Thanks for the info. I think I'll find something inanimate to swear at now..


----------



## Mouse

I have just checked the SIP group site catalogue here http://www.sip-group.com/catalogue09/153.pdf It says it has a cast table (which it has),no mention of iron though,and quick tension release (which it has).It also says it has a quick blade change system, but looks the same as mine (before my mod)

Seems some of the re-sellers interpretations are way out. :roll:


----------



## JohnBailey

Mouse":3sm7evzl said:


> I have just checked the SIP group site catalogue here http://www.sip-group.com/catalogue09/153.pdf It says it has a cast table (which it has),no mention of iron though,and quick tension release (which it has).It also says it has a quick blade change system, but looks the same as mine (before my mod)
> 
> Seems some of the re-sellers interpretations are way out. :roll:



Or more likely, they get a standard promotion pack which has a set of pictures and some text when the product is launched.But nobody bothers updating it when specifications change. 

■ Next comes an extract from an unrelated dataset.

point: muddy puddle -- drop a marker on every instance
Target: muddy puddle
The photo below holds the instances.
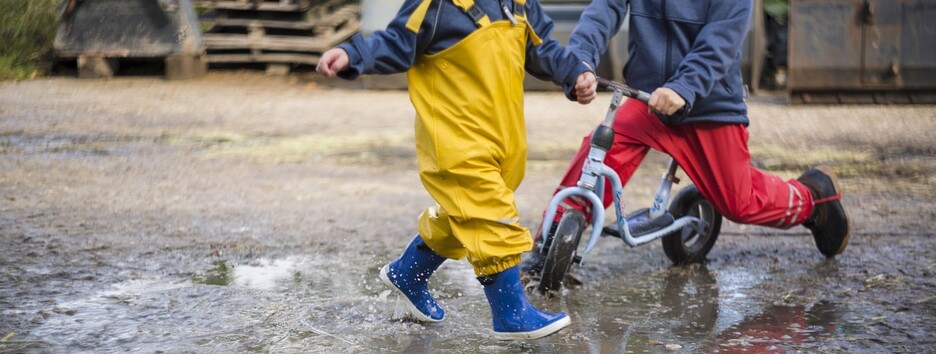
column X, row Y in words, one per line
column 332, row 303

I was looking at the Sealy version's manual, and there are at least two variations shown. One with a cam operated tensioner, and another with a knob and a pair of recesses for the detachable blade holders.


----------



## Mouse

Just looked at this one Sealey SM1302 . Only difference to mine is the paint colour, and the price.


----------



## JohnBailey

Mouse":uxr6ch49 said:


> Just looked at this one Sealey SM1302 . Only difference to mine is the paint colour, and the price.



Ahh.. But that's just the picture.

Don't pay any attention.. I'm just annoyed that the description didn't match the product. Probably doesn't make much difference to functionality. The place I'm thinking of buying from is only about 4-5 miles away from me, so I may get a cab back there and see it before I buy.


----------



## Mouse

If you have one that close I dont think you should even think about it, definately go and check it out.


----------



## JohnBailey

Mouse":34pgk38i said:


> If you have one that close I dont think you should even think about it, definately go and check it out.

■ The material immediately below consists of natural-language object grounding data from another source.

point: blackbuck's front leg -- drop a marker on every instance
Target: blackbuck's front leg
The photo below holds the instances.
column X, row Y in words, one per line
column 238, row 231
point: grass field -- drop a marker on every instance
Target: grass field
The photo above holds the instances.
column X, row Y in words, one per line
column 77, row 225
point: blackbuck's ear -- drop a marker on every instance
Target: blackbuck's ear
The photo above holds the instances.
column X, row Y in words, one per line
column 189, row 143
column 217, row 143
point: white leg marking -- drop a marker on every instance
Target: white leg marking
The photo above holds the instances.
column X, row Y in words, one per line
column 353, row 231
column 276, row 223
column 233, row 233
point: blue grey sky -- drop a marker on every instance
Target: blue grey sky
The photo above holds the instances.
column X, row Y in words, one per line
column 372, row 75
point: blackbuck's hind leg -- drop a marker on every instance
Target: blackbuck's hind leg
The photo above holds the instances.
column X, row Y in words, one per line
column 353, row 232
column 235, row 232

Yep. Just another few weeks until the SIPs are back in stock, (I hope) so a quick phone call followed by the joys of a wheelchair on public transport and I'll know for sure.


----------



## BMac

John,

Slightly off topic but still to do with you buying a saw. I have a friend in Bromley who is disabled and uses taxis all the time because she only pays £1 and the taxi company claims the rest from the council. Is that scheme available across London or is it just Bromley? I'm thinking of the hassle you will have trying to get a saw home. Would it be possible to have the saw delivered?

Brendan


----------



## JohnBailey

BMac":23cxlfvl said:


> John,
> 
> Slightly off topic but still to do with you buying a saw. I have a friend in Bromley who is disabled and uses taxis all the time because she only pays £1 and the taxi company claims the rest from the council. Is that scheme available across London or is it just Bromley? I'm thinking of the hassle you will have trying to get a saw home. Would it be possible to have the saw delivered?
> 
> Brendan



Hi Brendan
I know the scheme you mean. It is London wide as far as I know, but when I used it years ago, it drove me nuts. I lost count of the times I was waiting hours for the black cab to arrive, if at all. I gave it up when they cut the number of trips to 20 a year or something equally daft. Thanks for thinking of me though. Much appreciated. 

I'm more agile than I look, so public transport to Croydon, and a minicab back. Hopefully with saw..


----------